Wednesday 6 January 2016

Winter of ’52

“Carol” and “Brooklyn




It’s the end of the year 1952. New Yorkers are reeling from a summer of singin’ in the rain, during the heights of McCarthy-era paranoia, and have just learnt that their years of post-war monotony will continue under the man, calm and white-haired, who had launched the successful and epic campaign to bring that war to a just end. In two of the boroughs, Manhattan and Brooklyn respectively, two love affairs are burgeoning and blooming, one illicit and tensely passionate, the other conventionally sacred and cheerful; both are touchingly heartfelt, both have their moments of poignancy and of delight, and both are designs of fiction, comprising the plots of two year-end releases at the movies.

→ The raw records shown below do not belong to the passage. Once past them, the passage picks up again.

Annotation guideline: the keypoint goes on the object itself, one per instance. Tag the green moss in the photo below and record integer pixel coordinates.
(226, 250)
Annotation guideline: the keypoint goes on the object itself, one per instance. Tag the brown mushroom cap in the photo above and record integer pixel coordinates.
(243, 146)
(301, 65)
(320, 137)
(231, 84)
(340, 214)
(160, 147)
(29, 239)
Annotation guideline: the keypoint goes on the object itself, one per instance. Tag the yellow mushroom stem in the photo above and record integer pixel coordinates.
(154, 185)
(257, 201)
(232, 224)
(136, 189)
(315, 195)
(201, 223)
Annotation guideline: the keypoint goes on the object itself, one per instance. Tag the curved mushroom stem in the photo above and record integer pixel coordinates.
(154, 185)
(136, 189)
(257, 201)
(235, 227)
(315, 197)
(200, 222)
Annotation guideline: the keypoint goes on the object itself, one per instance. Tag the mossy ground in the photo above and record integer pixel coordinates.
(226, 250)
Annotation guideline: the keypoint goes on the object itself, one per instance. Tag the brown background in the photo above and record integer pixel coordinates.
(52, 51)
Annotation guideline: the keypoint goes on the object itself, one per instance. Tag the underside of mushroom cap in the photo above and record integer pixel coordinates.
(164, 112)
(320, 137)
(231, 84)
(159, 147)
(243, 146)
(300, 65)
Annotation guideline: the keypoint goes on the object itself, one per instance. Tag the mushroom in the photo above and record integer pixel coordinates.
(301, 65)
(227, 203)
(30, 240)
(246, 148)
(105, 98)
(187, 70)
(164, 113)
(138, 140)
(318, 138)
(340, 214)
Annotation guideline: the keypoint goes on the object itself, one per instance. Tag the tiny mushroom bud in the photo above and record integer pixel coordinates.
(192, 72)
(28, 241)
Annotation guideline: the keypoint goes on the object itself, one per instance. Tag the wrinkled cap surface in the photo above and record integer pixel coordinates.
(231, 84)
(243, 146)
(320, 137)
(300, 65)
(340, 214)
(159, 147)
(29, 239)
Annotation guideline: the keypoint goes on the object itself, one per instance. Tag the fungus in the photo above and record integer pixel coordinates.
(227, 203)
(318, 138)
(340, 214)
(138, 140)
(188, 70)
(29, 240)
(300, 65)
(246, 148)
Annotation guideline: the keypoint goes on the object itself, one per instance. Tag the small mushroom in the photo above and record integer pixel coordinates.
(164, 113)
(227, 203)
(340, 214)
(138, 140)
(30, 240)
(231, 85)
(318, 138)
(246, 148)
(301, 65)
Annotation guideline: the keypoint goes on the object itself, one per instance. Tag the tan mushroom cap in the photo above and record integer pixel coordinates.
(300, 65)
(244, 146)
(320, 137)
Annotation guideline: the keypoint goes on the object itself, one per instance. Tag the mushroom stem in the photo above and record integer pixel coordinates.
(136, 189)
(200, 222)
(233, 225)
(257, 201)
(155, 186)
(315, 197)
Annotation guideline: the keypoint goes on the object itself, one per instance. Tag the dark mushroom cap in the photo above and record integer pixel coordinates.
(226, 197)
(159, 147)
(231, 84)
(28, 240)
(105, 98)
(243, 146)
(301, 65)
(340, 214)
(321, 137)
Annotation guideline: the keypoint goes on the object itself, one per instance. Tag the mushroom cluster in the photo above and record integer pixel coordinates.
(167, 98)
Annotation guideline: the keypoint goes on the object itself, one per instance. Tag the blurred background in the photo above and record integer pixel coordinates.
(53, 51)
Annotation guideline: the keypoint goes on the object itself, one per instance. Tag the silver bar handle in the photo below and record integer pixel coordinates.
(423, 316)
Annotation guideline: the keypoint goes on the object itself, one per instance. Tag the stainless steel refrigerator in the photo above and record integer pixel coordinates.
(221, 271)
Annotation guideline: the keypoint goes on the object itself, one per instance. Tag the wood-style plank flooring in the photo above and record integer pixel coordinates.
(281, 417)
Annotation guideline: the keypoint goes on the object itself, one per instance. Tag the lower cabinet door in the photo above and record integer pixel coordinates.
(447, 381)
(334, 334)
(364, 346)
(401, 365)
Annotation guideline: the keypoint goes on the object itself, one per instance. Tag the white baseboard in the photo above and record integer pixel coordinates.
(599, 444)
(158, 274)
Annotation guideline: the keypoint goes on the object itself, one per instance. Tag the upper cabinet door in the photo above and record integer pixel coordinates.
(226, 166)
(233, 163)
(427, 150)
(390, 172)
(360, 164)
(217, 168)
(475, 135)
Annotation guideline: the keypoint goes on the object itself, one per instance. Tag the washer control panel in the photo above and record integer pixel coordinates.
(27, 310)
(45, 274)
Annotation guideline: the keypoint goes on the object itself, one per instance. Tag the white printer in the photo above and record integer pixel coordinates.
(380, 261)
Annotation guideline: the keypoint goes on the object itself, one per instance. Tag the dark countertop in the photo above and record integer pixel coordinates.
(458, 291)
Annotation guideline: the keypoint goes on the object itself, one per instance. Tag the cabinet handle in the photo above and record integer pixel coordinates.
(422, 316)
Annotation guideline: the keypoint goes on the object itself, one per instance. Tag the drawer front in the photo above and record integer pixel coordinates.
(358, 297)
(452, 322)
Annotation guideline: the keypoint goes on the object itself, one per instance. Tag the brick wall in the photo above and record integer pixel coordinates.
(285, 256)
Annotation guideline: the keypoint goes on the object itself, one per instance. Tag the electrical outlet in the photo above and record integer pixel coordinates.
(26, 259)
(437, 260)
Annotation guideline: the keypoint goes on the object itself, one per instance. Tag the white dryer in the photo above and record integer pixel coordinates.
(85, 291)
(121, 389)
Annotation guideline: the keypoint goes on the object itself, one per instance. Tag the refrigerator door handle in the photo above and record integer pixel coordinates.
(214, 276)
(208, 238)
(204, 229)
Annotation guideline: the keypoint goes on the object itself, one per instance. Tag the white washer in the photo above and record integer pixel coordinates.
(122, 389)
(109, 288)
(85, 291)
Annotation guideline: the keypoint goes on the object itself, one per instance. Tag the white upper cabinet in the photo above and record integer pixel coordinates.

The first, steaming along with an ardour that all but melts its icy setting in Manhattan, is the story of Todd Haynes’s Carol, adapted from Patricia Highsmith’s novel The Price of Salt which tells of a romance between two women, taken from experiences in Highsmith’s own life. In the film, they are Carol Aird (Cate Blanchett), a well-heeled housewife with a wry smile and eyes of exquisite though cold enthralment, and Therése Belivet (Rooney Mara), the reticent and alert clerk who draws and holds Carol’s attention at the toy counter of a large department store. Carol leaves her gloves behind as she leaves – whether or nor by accident is the R2 question – and Therése, finding her information in the store’s accounts, drops by to return them. In ostensible thanks, Carol takes Therése to lunch, and the astute reader will need no further prompting to know where all this is headed.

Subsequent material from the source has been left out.